『黒死館殺人事件』
文庫解説 細谷正充
小栗虫太郎略年譜
2008年5月20日 初版発行
2023年10月30日 21刷発行
やっと……ようやく……今まで何度挫折したか解らない『黒死館殺人事件』を読了。
黒死館の当主降矢木算哲博士の自殺後、屋敷住人を血腥い連続殺人事件が襲う。奇々怪々な殺人事件の謎に、刑事弁護士・法水麟太郎がエンサイクロペディックな学識を駆使して挑む。

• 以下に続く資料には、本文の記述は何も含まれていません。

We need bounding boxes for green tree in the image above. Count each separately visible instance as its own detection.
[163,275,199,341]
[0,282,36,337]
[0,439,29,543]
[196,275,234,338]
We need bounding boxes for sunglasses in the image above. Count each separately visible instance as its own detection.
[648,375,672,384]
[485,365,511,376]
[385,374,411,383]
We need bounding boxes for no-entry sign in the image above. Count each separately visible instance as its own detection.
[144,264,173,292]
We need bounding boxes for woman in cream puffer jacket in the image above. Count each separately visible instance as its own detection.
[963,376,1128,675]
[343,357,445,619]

江戸川乱歩も絶賛した本邦三大ミステリのひとつ、悪魔学と神秘科学の結晶した、めくるめく一大ペダントリー。
確かに「探偵小説」の体制は整っているが、そのペダントリーに何度も挫折した作品。
今、読了してみても、正直本書の面白さを理解したとは断言出来ない。
突拍子もない論理が構築され破壊されていく様を何度も何度も繰り返し読まされて、一体何処が着地点なのか読者は最後まで振り回される。

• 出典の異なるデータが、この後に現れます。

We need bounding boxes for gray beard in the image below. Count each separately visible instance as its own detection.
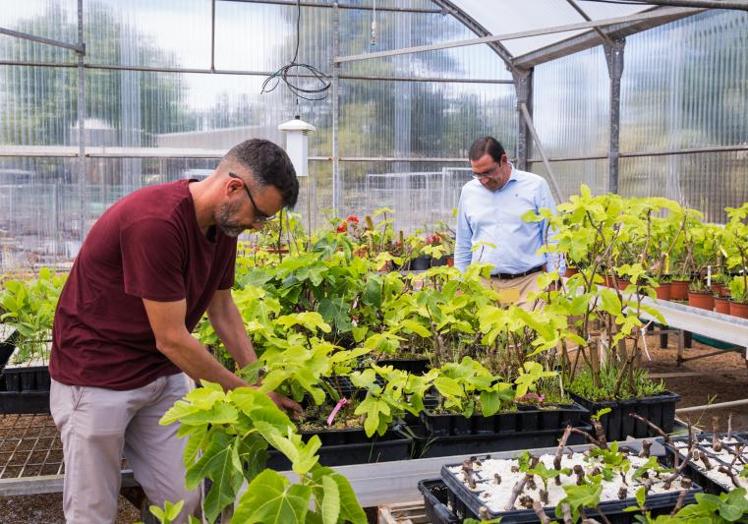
[216,201,245,237]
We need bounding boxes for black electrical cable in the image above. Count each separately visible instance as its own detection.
[261,0,331,101]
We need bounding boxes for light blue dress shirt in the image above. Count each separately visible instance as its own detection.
[454,166,562,275]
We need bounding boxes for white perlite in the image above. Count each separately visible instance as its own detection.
[447,450,690,514]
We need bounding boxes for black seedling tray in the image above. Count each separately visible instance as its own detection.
[666,432,748,495]
[0,365,51,414]
[572,390,680,442]
[266,428,412,470]
[414,424,591,459]
[440,447,701,523]
[421,401,588,437]
[417,479,460,524]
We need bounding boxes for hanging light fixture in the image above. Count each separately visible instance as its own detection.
[278,116,316,178]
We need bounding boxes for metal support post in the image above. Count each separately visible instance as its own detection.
[519,103,564,203]
[512,68,533,171]
[604,38,625,194]
[331,3,340,216]
[76,0,86,243]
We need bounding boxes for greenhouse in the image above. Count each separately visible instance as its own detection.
[0,0,747,522]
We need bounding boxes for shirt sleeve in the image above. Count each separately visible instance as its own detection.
[218,240,237,290]
[120,218,186,301]
[454,188,473,273]
[537,180,565,274]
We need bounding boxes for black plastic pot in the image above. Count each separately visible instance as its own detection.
[571,391,680,442]
[376,357,430,375]
[0,330,19,371]
[440,450,702,523]
[266,427,412,470]
[417,479,460,524]
[406,255,432,271]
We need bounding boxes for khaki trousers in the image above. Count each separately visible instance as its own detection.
[484,271,543,310]
[50,373,200,524]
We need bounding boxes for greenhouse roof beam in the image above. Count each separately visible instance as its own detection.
[219,0,444,14]
[565,0,616,47]
[430,0,517,73]
[0,27,84,54]
[512,6,702,68]
[334,7,702,64]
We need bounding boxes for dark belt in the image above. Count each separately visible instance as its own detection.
[491,264,544,280]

先程「論理」と書いたが、普通の「本格ミステリ」に於ける「論理」とは全く別物で、読者は煙に巻かれたような気分を味わうだろう。綿密に描かれた黒死館の様相然り、エンクロサイペディックスな法水麟太郎の「推理?」も然り、登場人物の癖のある「性格」も然り……
『黒死館殺人事件』を楽しめた読者は幸せである。